Relationship between Sleep Loss and Protein Buildup in Alzheimer’s Disease
The first aim is to elucidate the interplay of sleep, cognition and proteostasis dysfunction, to provide mechanistic insight on what happens in AD and define early predictors of cognitive decline. Assessments of behavior deficits, EEG changes and proteostasis (single-cell RNA and proteinopathy) will be performed in AD mouse models of pathogenesis to link sleep disruptions with neuronal populations vulnerable to proteinopathy. My second aim is to investigate the therapeutic efficacy of autophagic activation with trehalose to clear proteinopathy and see if it improves sleep and cognition.

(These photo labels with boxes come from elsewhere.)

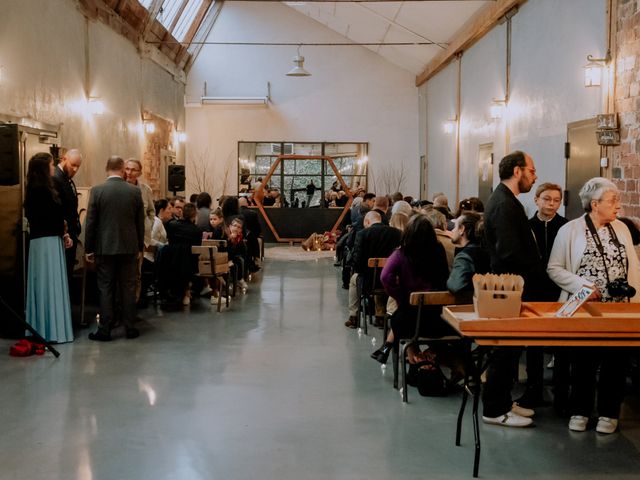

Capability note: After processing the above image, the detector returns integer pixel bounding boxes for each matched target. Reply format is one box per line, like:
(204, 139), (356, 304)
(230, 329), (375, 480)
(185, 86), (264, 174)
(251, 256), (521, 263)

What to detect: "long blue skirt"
(27, 237), (73, 343)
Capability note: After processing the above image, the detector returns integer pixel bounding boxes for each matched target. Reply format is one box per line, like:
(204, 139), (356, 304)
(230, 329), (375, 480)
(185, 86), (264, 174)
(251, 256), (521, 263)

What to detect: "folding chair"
(393, 291), (462, 403)
(191, 246), (229, 312)
(356, 257), (387, 335)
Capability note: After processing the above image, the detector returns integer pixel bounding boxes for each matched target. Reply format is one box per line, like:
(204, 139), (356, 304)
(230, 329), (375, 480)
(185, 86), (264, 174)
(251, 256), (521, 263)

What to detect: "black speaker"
(167, 165), (185, 192)
(0, 124), (20, 186)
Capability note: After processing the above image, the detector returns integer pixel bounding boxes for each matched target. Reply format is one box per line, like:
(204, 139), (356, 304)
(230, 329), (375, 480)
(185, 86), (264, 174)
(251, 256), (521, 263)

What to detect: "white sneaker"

My research uses innovative paradigms combining behavior, electrophysiology, gene expression and machine learning, to determine predictors of cognitive decline. I will analyze quiet wakefulness during mouse cognitive tasks, allowing mechanistic linkage of sleep loss and cognitive deficits. Examining the recovery period after sleep deprivation will indicate functional resilience, or lack thereof, which can be correlated to gene expression in the bioinformatic modelling. This will better predict therapeutic efficacy, including lifestyle modifications to improve sleep, or autophagy activation. The overarching goal of my research is to aid development of diagnostic and prognostic biomarkers (i.e., EEG, proteostasis), benefitting from the multimodal experimental approach. Exploring sleep resilience will be critical in understanding how even early changes in vulnerable cells can lead to mounting pathology with age. This will also lead to better understanding of when to intervene and predict therapeutic efficacy, as well as inform on lifestyle-based interventions to delay or prevent AD.